After initial stabilization of airway and breathing, the most important nursing intervention is to ensure timely fluid replacement. Fluid resuscitation is most efficient through a short, large-bore peripheral IV catheter in a large peripheral vein. The IV line should have a short length of tubing from the bag or bottle to the IV site. If pressure is applied to the bag, fluid resuscitation occurs more rapidly. If fluids can be warmed before infusion, the patient has a lower risk of hypothermia.

Positioning the patient can also increase perfusion throughout the body; place the patient in a modified Trendelenburg’s position to facilitate venous return and to prevent excessive abdominal viscera shift and restriction of the diaphragm that occurs with the head-down position.

Patients and their families are often frightened and anxious. If the patient is awake, provide a running explanation of the procedures to reassure him or her. Hold the patient’s hand to offer reassurance when possible. Explain the treatment alternatives to the family and keep them updated as to the patient’s response to therapy. If blood component therapy is essential, answer the patient’s and family’s questions about the risks involved.

Evidence-Based Practice and Health Policy

Corradi, F., Brusasco, C., Vezzani, A., Palermo, S., Altomonte, F., Moscatelli, P., & Pelosi, P. (2011). Hemorrhagic shock in polytrauma patients: Early detection with renal Doppler resistive index measurements. Radiology, 260(1), 112–118.

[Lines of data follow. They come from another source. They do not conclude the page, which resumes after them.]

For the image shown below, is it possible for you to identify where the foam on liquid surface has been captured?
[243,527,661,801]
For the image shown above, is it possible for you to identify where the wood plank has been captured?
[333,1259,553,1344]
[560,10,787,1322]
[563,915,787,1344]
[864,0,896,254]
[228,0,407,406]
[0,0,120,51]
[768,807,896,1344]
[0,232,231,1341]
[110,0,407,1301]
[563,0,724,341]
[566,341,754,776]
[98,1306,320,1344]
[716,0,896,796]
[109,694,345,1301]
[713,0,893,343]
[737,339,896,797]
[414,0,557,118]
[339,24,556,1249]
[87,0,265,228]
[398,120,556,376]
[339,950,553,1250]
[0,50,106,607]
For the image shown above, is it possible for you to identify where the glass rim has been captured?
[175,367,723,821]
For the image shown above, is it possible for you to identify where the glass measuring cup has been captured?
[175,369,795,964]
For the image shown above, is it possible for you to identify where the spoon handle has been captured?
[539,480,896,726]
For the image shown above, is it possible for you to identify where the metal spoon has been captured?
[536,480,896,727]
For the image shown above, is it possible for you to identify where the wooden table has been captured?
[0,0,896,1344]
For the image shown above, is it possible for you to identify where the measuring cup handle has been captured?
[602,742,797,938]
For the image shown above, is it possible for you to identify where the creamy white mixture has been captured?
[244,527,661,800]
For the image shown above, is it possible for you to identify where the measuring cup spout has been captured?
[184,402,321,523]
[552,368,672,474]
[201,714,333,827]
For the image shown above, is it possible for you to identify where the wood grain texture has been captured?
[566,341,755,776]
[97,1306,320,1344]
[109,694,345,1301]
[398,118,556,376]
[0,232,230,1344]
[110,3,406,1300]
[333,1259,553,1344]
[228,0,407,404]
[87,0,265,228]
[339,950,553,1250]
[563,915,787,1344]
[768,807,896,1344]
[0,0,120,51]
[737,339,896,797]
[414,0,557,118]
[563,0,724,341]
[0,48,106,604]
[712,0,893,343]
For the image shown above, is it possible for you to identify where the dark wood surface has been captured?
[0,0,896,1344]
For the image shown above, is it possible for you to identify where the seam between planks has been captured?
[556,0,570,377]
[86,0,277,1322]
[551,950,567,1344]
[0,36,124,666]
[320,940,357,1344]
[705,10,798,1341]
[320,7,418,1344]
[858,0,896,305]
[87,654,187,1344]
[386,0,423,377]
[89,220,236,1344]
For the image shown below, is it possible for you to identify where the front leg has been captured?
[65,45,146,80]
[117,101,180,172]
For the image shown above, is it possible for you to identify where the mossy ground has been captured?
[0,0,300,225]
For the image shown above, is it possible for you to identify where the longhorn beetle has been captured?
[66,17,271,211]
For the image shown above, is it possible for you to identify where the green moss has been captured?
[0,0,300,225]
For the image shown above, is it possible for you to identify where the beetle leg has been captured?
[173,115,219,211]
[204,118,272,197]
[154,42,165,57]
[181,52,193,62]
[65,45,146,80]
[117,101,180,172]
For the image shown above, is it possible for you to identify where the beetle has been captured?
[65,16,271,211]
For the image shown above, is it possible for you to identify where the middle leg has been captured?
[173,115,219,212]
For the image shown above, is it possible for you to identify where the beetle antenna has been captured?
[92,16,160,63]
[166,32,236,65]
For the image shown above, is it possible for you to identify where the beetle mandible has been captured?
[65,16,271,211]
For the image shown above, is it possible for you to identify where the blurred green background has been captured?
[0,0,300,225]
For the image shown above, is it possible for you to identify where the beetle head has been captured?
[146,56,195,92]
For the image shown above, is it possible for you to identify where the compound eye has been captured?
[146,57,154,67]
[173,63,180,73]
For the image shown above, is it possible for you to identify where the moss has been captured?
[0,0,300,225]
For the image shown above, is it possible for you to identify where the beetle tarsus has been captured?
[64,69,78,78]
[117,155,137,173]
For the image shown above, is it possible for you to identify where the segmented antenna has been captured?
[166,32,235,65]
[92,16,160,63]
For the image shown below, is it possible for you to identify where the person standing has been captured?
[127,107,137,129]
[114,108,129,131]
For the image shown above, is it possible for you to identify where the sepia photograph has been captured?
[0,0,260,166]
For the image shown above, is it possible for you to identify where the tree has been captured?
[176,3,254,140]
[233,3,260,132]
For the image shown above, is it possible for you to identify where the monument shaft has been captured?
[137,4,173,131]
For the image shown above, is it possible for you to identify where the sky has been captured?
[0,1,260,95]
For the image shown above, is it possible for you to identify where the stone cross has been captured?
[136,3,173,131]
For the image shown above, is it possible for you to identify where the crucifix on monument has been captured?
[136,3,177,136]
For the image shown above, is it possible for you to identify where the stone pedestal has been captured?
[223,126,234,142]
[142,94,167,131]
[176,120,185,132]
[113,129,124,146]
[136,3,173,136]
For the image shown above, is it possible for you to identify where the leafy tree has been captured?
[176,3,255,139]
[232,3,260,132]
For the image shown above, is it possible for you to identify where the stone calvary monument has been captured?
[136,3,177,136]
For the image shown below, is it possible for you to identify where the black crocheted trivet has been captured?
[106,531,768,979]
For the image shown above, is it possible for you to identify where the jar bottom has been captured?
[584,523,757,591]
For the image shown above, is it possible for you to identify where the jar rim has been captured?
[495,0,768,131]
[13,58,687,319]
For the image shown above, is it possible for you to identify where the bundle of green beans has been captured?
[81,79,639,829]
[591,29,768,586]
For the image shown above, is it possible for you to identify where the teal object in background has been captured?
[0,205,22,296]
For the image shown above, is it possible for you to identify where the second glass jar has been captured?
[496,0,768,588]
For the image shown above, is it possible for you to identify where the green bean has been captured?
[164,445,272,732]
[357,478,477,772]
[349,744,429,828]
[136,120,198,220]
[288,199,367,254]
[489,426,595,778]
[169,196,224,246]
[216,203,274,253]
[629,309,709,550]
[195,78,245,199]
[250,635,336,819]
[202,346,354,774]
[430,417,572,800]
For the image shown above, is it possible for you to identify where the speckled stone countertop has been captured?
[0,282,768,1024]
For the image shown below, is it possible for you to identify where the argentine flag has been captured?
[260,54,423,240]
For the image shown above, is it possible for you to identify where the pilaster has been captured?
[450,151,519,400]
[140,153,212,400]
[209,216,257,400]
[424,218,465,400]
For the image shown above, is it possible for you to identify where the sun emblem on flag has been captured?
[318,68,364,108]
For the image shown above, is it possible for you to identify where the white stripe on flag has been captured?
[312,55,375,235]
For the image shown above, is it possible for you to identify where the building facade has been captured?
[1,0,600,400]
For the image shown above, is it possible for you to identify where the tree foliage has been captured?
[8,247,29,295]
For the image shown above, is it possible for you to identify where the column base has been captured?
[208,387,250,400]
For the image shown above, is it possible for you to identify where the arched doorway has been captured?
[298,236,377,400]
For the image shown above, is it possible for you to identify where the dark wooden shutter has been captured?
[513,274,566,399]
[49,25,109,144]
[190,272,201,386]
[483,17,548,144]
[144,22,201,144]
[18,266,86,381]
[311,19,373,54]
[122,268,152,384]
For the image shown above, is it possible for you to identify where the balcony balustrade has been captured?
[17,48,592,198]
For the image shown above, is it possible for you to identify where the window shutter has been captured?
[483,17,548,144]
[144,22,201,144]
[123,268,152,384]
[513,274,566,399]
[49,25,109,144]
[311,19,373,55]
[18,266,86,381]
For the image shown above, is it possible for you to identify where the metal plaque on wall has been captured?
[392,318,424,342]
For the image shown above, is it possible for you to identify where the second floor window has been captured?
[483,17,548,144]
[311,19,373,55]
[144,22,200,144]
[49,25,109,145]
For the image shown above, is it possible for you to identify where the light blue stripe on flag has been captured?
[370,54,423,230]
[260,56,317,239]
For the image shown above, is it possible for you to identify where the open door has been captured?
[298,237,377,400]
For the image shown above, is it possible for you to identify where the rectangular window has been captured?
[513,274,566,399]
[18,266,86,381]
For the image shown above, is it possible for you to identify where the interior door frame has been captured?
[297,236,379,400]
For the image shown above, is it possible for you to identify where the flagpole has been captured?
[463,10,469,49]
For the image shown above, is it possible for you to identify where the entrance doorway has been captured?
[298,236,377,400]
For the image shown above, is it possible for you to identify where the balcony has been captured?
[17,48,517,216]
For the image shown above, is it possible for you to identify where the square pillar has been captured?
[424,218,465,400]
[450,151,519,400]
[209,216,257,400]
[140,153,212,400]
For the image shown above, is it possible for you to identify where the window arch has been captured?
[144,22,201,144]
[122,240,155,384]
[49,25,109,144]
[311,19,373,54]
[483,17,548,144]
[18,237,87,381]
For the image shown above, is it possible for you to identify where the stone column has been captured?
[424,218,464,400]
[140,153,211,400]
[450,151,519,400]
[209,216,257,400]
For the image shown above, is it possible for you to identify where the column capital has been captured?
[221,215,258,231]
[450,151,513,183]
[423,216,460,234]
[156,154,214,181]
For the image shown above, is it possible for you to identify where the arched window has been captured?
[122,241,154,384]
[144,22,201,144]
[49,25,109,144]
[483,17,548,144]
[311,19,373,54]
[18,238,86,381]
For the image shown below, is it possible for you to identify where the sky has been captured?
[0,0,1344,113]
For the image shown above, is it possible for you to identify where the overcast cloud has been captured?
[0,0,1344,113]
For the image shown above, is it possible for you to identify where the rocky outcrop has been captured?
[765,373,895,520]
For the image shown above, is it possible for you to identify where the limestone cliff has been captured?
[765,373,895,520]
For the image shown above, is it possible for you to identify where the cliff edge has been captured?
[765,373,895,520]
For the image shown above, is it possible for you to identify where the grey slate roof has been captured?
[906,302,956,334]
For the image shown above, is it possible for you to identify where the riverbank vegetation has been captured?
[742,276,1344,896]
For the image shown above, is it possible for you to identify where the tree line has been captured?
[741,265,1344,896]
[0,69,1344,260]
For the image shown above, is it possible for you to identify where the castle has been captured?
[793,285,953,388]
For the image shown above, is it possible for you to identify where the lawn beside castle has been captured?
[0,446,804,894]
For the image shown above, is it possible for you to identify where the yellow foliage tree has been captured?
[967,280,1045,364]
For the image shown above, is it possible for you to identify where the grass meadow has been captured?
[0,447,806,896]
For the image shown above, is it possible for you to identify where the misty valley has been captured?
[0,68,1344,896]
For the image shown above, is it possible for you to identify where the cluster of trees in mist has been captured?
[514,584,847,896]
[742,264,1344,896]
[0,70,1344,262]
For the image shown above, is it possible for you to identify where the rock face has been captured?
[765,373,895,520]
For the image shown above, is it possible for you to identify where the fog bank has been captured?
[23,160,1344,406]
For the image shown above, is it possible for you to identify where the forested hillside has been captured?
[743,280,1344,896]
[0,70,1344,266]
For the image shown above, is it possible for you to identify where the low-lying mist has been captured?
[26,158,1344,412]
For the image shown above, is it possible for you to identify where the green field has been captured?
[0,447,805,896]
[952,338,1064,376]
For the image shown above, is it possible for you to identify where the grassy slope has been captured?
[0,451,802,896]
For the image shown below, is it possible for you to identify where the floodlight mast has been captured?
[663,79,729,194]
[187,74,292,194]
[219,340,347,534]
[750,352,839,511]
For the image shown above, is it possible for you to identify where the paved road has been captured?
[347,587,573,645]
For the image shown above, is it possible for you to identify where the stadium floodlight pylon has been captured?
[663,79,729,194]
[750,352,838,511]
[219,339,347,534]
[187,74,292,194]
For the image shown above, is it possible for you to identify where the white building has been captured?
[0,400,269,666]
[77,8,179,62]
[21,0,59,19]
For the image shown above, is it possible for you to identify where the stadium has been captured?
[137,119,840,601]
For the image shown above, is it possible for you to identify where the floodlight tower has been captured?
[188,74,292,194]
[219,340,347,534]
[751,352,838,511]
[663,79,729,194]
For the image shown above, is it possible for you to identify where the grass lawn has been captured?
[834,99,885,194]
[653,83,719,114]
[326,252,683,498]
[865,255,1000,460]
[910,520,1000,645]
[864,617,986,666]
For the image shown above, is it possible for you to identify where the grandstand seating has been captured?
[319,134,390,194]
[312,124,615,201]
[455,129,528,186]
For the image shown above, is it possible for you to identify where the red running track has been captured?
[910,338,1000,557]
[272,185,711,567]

  • Early detection of shock is critical to effective management and mortality risk reduction.
  • Investigators conducted a study among 52 hemodynamically stable patients who were admitted to the emergency room following multiple traumas in order to determine the effectiveness of the renal Doppler resistive index (RI) to predict hemorrhagic shock. To calculate the renal Doppler RI, three Doppler measurements were taken in three renal areas and then averaged to derive an index.
  • Twenty-nine of the patients who developed hemorrhagic shock were compared to the 23 patients who did not. The mean renal Doppler RI was higher among patients who developed hemorrhagic shock compared to those who did not (0.80 versus 0.63; p < 0.01).
  • A renal Doppler RI greater than 0.7 compared to equal or less than 0.7 was associated with a 57.8 increased odds of hemorrhagic shock (95% CI, 10.5 to 317; p < 0.001). Renal Doppler RI greater than 0.7 demonstrated 90% sensitivity to predict hemorrhagic shock and 87% specificity to rule out patients without hemorrhagic shock (p < 0.001).

Documentation guidelines

  • Adequacy of airway: Patency of airway, ease of respiration, chest expansion, respiratory rate, presence of stridor or wheezes
  • Cardiovascular assessment: Capillary blanch, quality of peripheral pulses, presence of gooseflesh, changes in vital signs (blood pressure and heart rate), skin color, cardiac rhythm, signs of uncorrected bleeding
  • Body temperature
  • Fluid balance: Intake and output, patency of IV lines, speed of fluid resuscitation

Discharge and home healthcare guidelines

Provide a complete explanation of all emergency treatments and answer the patient’s and family’s questions. Explain the possibility of complications to recovery, such as poor wound healing, infection, and anemia. Explain the risks of blood transfusion and answer any questions about exposure to blood-borne infections. As required, provide information about any follow-up laboratory procedures that might be needed after the patient is discharged.